Eine neue Todesnachricht unterstrich am Sonntag beim Besuch von Angela Merkel in Istanbul die grausige Realität des Flüchtlingsdramas in der Ägäis. Während die Bundeskanzlerin am Ufer des Bosporus mit dem türkischen Ministerpräsidenten Ahmet Davutoglu über Wege sprach, den Flüchtlingsstrom von Syrien nach Europa einzudämmen, meldete die griechische Küstenwache, fünf Flüchtlinge – darunter drei Kinder – seien auf dem Weg aus der Türkei auf EU-Gebiet ums Leben gekommen.
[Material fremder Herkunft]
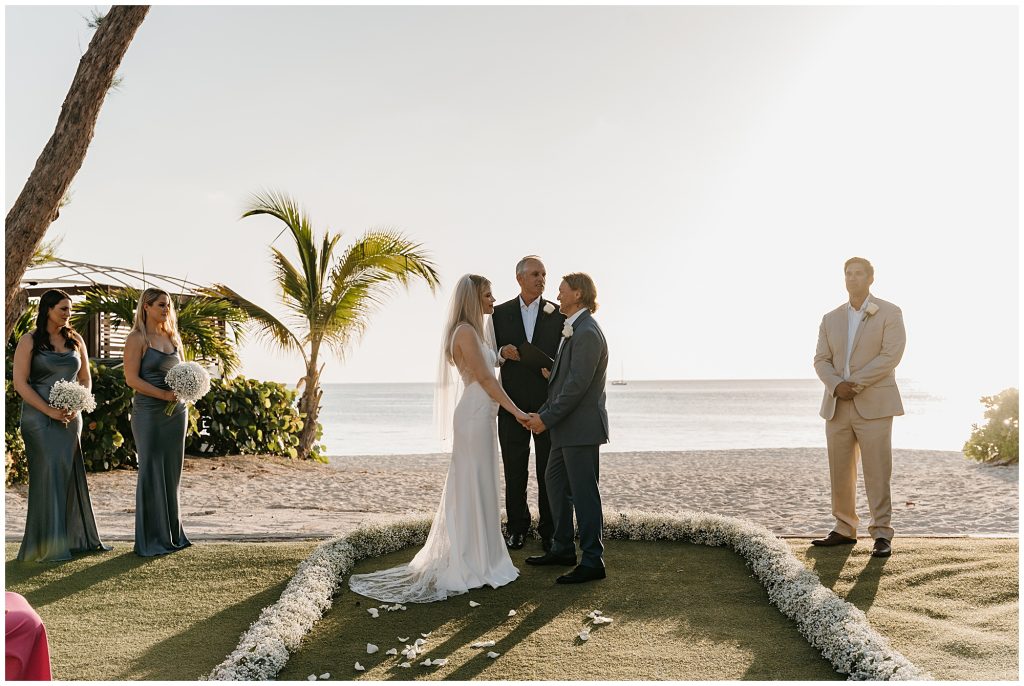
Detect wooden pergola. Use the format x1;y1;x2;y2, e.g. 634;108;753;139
21;258;208;364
Merkel und Davutoglu betonten in einer gemeinsamen Pressekonferenz den Willen, gemeinsam zu einer Lösung des „humanitären Dramas“ zu kommen, wie der türkische Premier sagte. Details gab es aber nur wenige. Das zeigte vor allem eines: Wenn die EU geglaubt haben sollte, ihre am Freitag verkündete Rahmenvereinbarung mit der Türkei in der Flüchtlingskrise sei die halbe Miete für ein Gesamtpaket, dann hat sie sich getäuscht.
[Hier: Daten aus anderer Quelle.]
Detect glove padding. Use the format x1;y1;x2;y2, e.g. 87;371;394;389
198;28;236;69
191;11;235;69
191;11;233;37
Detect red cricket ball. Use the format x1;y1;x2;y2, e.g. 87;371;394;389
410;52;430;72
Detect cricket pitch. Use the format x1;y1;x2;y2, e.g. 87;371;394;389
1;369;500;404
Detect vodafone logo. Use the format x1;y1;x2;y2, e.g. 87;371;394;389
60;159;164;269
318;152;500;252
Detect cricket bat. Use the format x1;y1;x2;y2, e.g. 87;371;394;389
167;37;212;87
Der Besuch der Bundeskanzlerin in Istanbul demonstrierte, dass die wirklichen Verhandlungen über Zugeständnisse der EU im Gegenzug für Schritte der Türkei zur Eindämmung des Flüchtlingsstroms gerade erst beginnen.
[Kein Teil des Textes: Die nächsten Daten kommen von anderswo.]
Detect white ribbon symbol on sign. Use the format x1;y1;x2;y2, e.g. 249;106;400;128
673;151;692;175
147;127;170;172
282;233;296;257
Dabei ist Geld ein wichtiges Thema: Drei Milliarden Euro an Finanzhilfe reiche längst nicht aus, sagt die türkische Regierung. Allenfalls als Zahlung in einer „Anfangsphase“ der geplanten Zusammenarbeit wäre die Summe annehmbar, sagt Außenminister Feridun Sinirlioglu.

Präsident Recep Tayyip Erdogan und Davutoglu fordern zudem Fortschritte im EU-Beitrittsprozess sowie Reiseerleichterungen für Türken in Europa. Davutoglu bekräftigte zudem die türkische Forderung nach Einrichtung einer Pufferzone in Syrien.

In jüngster Zeit hatte die EU signalisiert, dass sie die Beziehungen zur Türkei trotz vieler Beschwerden über autoritäre Tendenzen Erdogans und demokratische Rückschritte im Bewerberland am Bosporus intensivieren will. Laut Presseberichten verschob die EU aus Rücksicht auf Erdogan den jährlichen Fortschrittsbericht zur Türkei, der offenbar sehr ungünstig für die türkische Regierung ausfällt. Merkel sagte der Türkei am Sonntag zudem noch für dieses Jahr die Eröffnung eines neuen Verhandlungskapitels in den Beitrittsverhandlungen zu, die seit 2005 laufen, aber kaum von der Stelle kommen. Bei Merkels Zusage geht es um das Kapitel 17, das die Wirtschaftspolitik behandelt.

Im kommenden Jahr könnte laut Merkel über weitere Kapitel geredet werden. Etliche Bereiche der türkischen Beitrittsverhandlungen sind wegen des Streits um Zypern und wegen grundsätzlicher Einwände in der EU gegen eine Aufnahme der muslimischen Türkei allerdings gesperrt.

Auch bei Visa-Erleichterungen für Türken bei Reisen nach Europa will sich die Bundeskanzlerin für Fortschritte einsetzen. Sie sprach von einem „beschleunigten Visaprozess“ und erinnerte daran, dass dieses Thema mit einem Bereich verknüpft ist, der bei der Flüchtlingsfrage eine wichtige Rolle spielt: Die Türkei hat grundsätzlich zugesagt, im Gegenzug für Reiseerleichterungen mit dem Ziel der völligen Visafreiheit ein sogenanntes Rückübernahmeabkommen mit der EU umzusetzen. Dieses Abkommen würde die Türkei verpflichten, alle über ihr Territorium nach Europa gelangten Flüchtlinge wieder aufzunehmen.

Erdogan-Kritiker sind nicht nur wegen der Nachsicht der EU gegenüber der Regierung empört. Sie betrachten Merkels Besuch zwei Wochen vor der türkischen Parlamentswahl als Wahlkampfhilfe für Erdogan. In einem offenen Brief an die Kanzlerin betonten hundert namhafte türkische Akademiker, Erdogan und Davutoglu verletzten in ihrer Politik regelmäßig die Normen der EU. Sie verwiesen unter anderem auf die Festnahmen von Journalisten.